“To argue that only five per cent of the park areas is developed,” Butcher replied to Olson, “ignores the principle that any intrusion shatters the whole.”
The then–U.S. Senator Clinton P. Anderson of New Mexico wrote a diplomatic response. As the chairman of the Committee on Interior and Insular Affairs, he supported the Wilderness Bill, which was before the committee. This measure, along with a bill that would protect certain shoreline areas, Anderson wrote, was “made urgent by the burgeoning demands of a growing population.”
E. C. Robertson of Silver Spring, Maryland, wrote that the articles were “important and useful in stirring the American people to stop the encroachment of civilization on the wilderness.” But Robertson worried that the authors’ argument for less development was exclusionary: “There are whole generations … who have exactly the same right to see the wilderness as they do.” Robertson continued, “Are Butcher, Van Fleet, and Brooks the only men in the country who can enjoy nature? No, they will be the first to say. But, are Butcher, Van Fleet, and Brooks the only men who know how to enjoy nature? Well, almost, they will say.”
“Before your readers take Mr. Butcher’s unconstructive diatribe too seriously,” H. Oehlmann, the executive vice president of visitor services at Yosemite wrote, they should know that “sitting in my office some years ago, [Butcher] seriously told me that if he had his way, all visitors to Yosemite Valley would come by bicycle from El Portal.” The ride, Oehlmann wrote, was 14 miles from Yosemite Village, and climbed 2,000 feet in about five miles. “Anyone for a bicycle?” he asked.

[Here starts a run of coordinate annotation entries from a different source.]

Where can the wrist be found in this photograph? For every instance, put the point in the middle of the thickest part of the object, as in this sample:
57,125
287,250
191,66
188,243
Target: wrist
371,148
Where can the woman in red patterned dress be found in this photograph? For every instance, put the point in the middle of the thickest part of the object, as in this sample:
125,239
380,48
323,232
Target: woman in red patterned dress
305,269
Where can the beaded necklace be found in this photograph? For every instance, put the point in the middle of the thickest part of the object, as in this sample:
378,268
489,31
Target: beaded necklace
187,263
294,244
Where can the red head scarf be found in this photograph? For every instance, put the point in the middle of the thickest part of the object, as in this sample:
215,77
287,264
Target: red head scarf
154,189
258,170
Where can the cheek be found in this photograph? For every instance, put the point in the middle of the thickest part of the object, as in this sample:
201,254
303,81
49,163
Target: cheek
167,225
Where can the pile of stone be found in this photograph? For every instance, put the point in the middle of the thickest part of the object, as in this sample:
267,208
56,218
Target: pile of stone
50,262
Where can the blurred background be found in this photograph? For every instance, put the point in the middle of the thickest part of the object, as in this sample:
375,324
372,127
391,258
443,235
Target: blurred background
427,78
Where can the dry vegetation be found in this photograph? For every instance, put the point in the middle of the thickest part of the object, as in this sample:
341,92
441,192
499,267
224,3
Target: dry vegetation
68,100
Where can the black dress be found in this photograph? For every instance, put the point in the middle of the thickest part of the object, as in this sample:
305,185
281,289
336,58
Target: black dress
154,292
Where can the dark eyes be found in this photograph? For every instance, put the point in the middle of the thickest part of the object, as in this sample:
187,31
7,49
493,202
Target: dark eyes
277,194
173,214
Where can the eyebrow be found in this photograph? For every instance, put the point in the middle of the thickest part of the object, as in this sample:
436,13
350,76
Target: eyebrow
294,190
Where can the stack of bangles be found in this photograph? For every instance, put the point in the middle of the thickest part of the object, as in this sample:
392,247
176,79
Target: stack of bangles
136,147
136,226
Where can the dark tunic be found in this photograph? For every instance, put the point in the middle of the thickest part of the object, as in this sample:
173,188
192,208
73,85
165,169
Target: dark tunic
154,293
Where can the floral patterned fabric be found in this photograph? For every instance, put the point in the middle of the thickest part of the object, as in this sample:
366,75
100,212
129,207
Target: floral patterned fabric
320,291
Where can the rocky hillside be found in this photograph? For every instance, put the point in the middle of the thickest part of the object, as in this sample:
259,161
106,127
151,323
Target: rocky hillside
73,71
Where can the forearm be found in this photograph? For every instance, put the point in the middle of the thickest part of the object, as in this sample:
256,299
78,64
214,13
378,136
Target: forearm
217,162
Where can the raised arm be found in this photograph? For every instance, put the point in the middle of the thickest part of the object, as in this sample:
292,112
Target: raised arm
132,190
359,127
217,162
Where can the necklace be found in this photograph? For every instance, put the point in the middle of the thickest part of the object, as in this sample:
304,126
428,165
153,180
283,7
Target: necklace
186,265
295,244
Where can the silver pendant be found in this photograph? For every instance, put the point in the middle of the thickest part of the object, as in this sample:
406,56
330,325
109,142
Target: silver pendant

The wishes of the citizens for “whose welfare the national parks were established … should not be denied to comply with the selfish demands of a small group of nature worshipers,” Antoinette Friedman of Washington, D.C., wrote. If the authors—whom she referred to as “the evangelists of the wilderness cult”—spent “one tenth” of the time they spent on “preserving the wilderness of the West” developing “adequate recreational facilities for citizens of the crowded industrial East,” she suggested, they would be providing a service “rewarding to human beings as well as to nature.”
It is “inconceivable that people would or could enjoy a great park like Yellowstone” if legislation cut back on infrastructure, requiring them to travel longer distances within the park and from their hotel to the park and back, Horace Marden Albright of New York City wrote: “They would take just one look and keep going. Most travelers do not have more than two weeks’ vacation.”
Albright, the editors noted below his letter, was the second director of the NPS, had served 10 years as the superintendent of Yellowstone National Park, and was one of the four men who organized the Civilian Conservation Corps.